Is there one song on the album that you see yourself coming back to a ton?
So many. I feel like “These Walls” was one that I kept coming back to. “End of an Era” because it was just the maddest one when we were mixing it. I listened to that one over and over again. “Illusion” just puts me in a really good mood. “Maria,” it’s a fun one, but it feels very mature to me. See? Now that the title’s out, the songs aren’t, so I’m also trying to figure out how to talk about it. “Maria,” to me, feels very mature in the sense of growing and seeing relationships from a different perspective. I love that one. “Anything for Love” is a personality piece, just really letting you into a studio session.

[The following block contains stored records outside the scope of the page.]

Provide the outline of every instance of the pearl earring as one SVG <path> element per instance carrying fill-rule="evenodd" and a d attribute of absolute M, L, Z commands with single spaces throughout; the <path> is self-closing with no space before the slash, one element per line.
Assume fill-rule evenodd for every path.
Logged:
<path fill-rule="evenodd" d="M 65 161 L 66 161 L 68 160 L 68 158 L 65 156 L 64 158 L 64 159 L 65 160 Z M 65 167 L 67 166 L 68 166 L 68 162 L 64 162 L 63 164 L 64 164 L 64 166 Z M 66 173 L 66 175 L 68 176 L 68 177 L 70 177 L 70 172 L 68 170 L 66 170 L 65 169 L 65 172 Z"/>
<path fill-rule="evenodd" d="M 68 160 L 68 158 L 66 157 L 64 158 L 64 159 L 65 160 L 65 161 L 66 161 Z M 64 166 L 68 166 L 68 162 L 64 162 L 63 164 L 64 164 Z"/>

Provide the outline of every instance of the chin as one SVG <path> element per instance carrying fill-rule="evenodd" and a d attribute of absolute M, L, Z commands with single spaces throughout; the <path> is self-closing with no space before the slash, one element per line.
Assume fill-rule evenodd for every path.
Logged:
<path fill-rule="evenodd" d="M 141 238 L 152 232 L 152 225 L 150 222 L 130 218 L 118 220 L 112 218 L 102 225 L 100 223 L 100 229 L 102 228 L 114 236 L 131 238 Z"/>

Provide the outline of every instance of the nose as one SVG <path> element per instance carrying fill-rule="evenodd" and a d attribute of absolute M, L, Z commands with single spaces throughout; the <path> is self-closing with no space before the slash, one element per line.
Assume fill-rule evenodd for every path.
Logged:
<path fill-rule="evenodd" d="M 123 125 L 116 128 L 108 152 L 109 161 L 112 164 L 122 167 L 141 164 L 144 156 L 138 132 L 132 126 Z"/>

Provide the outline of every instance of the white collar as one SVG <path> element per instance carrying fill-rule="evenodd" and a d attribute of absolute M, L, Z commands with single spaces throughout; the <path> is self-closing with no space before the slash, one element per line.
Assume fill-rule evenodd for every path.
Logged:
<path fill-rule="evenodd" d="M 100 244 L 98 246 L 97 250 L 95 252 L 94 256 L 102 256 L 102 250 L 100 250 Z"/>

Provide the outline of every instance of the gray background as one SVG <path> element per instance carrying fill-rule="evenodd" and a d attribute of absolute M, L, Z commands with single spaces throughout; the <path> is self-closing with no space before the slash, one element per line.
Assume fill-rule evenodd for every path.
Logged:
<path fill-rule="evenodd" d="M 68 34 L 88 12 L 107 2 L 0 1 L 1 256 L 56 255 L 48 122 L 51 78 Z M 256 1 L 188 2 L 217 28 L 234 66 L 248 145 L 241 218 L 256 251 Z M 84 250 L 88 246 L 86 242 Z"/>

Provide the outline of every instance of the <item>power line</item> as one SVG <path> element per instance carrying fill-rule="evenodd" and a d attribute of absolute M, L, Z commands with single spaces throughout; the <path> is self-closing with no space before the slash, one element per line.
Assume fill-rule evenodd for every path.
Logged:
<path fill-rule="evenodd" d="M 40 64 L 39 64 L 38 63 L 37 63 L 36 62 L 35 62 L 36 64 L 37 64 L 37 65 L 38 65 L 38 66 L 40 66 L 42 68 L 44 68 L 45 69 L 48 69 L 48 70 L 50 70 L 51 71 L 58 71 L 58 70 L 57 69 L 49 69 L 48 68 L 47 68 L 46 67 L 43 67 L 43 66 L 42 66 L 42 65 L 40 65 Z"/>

I did an interview with Katy Perry last year, and she shared this anecdote of seeing you perform at the Hollywood Palladium and knowing you’d be the pop “It girl.” What do you think of that? Are you friends with Katy?
I love Katy! I am friends with Katy. I think she’s amazing. That was a full-circle moment for me when she came to see my show at the Palladium because when I was 15 years old, I went to go see her at the Hammersmith Apollo in London. It was her California Dreams Tour, and she was bringing fans onstage and I jumped onstage and I danced. There’s this embarrassing picture of me online, but I love her. To get the nod from someone like her, someone who I look up to, is really encouraging.
In our Rolling Stone cover story, one of the things that was talked about was the fact that you would go in and edit a lot of the songs. Would you consider yourself a perfectionist?
I think, in my eyes, I have to get it to a point where I feel like it’s close to perfect. I think that is important to me, but it’s also something that comes with confidence. Before, on my previous records, on Future Nostalgia, I did some tweaking of lyrics at the end when I went into the booth to finish it off. But I felt like whatever I wrote on the first day, that was it.
Whereas for Radical Optimism, I went in and tweaked every single song so many times because I felt confident enough that I could get better and change the story and see how it can progress. But also, I think it was just the idea that when you write something, how are you going to feel about it a week later? Or a month later? It was cool to just keep adding and changing it up. It reflected exactly where I am at this point in my life.
Are you feeling radically optimistic right now?
I’m feeling the most radically optimistic right now. I feel really, really good.